When an error occurs, the first thing you have to establish is it’s priority. Since most of the time there are lots of errors waiting to be analysed and you can’t do it all at the same time, you have to establish an order in which you solve them. When making this decision you have to take into consideration the following factors:
The environment – If the error occurs in the Production environment for example then it must be treated before an error that occurs in one of the testing environments. That is because the enterprise loses money for everything that does not go right in the Production environment. Technically every problem was supposed to be fixed by the time it got past the testing environments.
The severity – When you find an error, you must weigh the impact it has on the system as a whole. If for instance every other part of the system depends on solving that one error then it must be treated as soon as possible, and you should leave whatever you were already working on for another time.
The complexity – If you find that solving an error thoroughly will take too much time, sometimes it is better to find a workaround to patch things up temporarily, and deal with the problem later when all of the urgent stuff is out of the way.

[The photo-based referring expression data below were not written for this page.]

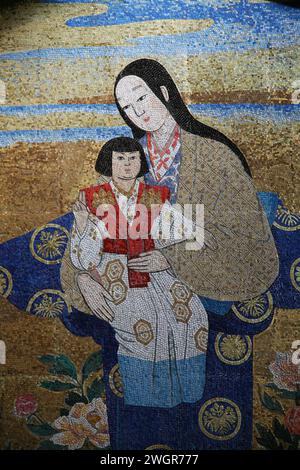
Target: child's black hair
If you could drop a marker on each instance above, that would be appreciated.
(119, 144)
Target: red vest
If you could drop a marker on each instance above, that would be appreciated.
(103, 194)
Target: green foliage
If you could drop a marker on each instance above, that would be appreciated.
(57, 386)
(41, 429)
(59, 365)
(271, 403)
(281, 432)
(74, 397)
(94, 363)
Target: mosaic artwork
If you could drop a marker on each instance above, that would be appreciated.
(150, 225)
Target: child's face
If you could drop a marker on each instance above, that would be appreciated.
(126, 165)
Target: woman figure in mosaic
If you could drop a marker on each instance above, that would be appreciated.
(161, 327)
(200, 166)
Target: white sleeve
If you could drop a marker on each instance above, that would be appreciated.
(86, 247)
(171, 226)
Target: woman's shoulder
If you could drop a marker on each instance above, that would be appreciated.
(161, 192)
(212, 153)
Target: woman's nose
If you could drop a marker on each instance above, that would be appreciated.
(138, 109)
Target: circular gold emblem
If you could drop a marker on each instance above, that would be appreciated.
(48, 303)
(233, 349)
(254, 310)
(295, 274)
(286, 220)
(48, 243)
(5, 282)
(220, 419)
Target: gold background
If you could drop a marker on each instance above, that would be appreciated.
(39, 181)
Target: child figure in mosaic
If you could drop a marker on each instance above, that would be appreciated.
(160, 325)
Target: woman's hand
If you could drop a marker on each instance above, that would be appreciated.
(149, 262)
(81, 212)
(96, 297)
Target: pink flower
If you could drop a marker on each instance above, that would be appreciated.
(286, 375)
(25, 406)
(292, 420)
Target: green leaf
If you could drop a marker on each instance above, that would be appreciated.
(49, 445)
(283, 393)
(56, 385)
(271, 403)
(59, 365)
(281, 432)
(73, 398)
(266, 437)
(92, 364)
(41, 429)
(95, 390)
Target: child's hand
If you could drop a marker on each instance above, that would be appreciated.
(81, 212)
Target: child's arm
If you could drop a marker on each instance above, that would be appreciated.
(171, 226)
(86, 237)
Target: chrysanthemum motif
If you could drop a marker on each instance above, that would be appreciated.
(201, 339)
(286, 220)
(47, 303)
(51, 244)
(143, 332)
(48, 307)
(5, 282)
(286, 374)
(118, 291)
(254, 310)
(114, 270)
(115, 381)
(180, 292)
(233, 349)
(85, 422)
(295, 274)
(48, 243)
(220, 419)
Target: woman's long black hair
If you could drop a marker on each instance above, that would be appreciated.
(155, 76)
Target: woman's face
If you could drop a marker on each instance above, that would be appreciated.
(125, 165)
(141, 105)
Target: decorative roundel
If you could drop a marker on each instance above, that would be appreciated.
(220, 419)
(286, 220)
(295, 274)
(5, 282)
(158, 447)
(233, 349)
(48, 303)
(115, 381)
(48, 243)
(254, 310)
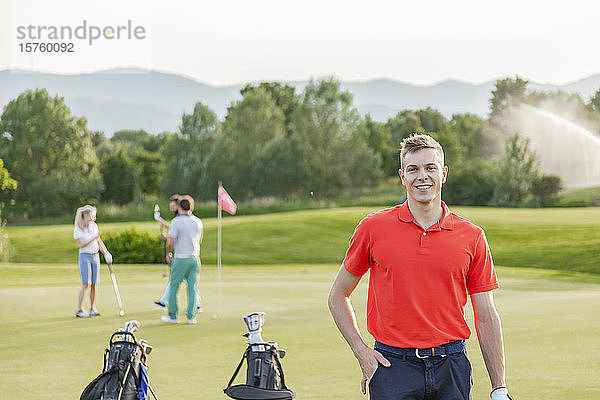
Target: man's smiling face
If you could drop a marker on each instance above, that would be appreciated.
(423, 174)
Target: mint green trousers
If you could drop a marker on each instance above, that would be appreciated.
(183, 269)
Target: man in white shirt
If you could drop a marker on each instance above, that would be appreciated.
(185, 235)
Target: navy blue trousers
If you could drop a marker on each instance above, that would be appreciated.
(432, 378)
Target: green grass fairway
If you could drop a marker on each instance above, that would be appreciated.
(550, 323)
(563, 238)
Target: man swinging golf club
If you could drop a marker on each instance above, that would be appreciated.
(423, 260)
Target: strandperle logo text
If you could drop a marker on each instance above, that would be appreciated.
(91, 33)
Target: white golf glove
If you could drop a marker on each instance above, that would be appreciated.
(500, 394)
(156, 212)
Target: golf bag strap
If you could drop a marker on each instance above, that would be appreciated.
(239, 366)
(94, 389)
(280, 370)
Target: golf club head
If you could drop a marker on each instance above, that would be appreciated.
(145, 346)
(132, 326)
(255, 321)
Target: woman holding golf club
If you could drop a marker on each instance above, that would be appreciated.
(87, 236)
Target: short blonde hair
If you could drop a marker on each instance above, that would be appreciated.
(416, 142)
(81, 212)
(186, 202)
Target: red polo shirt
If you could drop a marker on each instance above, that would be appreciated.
(419, 280)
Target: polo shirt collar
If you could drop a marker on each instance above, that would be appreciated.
(446, 222)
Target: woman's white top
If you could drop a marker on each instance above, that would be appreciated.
(87, 234)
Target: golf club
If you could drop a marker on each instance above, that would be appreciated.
(112, 276)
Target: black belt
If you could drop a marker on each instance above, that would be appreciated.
(442, 350)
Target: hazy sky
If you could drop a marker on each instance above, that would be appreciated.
(227, 42)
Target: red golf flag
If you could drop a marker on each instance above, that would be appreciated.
(226, 202)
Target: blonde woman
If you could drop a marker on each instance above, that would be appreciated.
(87, 235)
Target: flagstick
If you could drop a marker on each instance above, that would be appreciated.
(219, 257)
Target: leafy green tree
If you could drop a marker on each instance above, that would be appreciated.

II) What is the overall situation?
If you encounter an error, you have to make sure that you are first aware of the overall situation in order to avoid wasting precious time on something that could have been obvious from the very beginning. Sometimes a problem cannot be fixed, for the simple reason that the error that caused it is still in the process of being fixed. For example, you can’t run a process, no matter how hard you try if the server is down. Taking a bit of time to make a list of all the problems and their consequences may save you a lot of time in the long run.
III) How far do you have to analyse?
The second thing you have to keep in mind when you start analysing an error is how far you are in fact supposed to analyse by yourself, and when it is time to give your analysis to someone more specialised. If you manage to find the exact cause of the problem, but you have to understand the code to be able to provide a solution, you might be tempted to read the code for yourself if you’ve done coding in that language before. If your job is only to identify the cause of the error however, it is not a good idea to start reading the actual code, not because you won’t find the solution eventually, but because there are other people who actually worked with those scripts and will reach a conclusion much faster.
IV) Will the problem repeat itself?
When we solve an error we are often tempted to find an immediate fix to the problem and not investigate further. Even if investigating the actual cause of an error is most of the time lowest on the priority list when a temporary fix has already been found, you must not forget that there is a possibility the problem will arise again in the future unless you find out the true root of it’s cause.
V) What were the steps of the investigation?
Even if the cause and the solution to the error you’ve encountered may seem easy to understand to you after hours spent with the investigation, there will most likely be other people you will need to report your results to, that did not spend any time whatsoever in analysing that specific error. It is very important to see all of the steps undergone to reach your conclusion clearly in your head, so that you can explain the hours long process of analysing the error in a matter of minutes.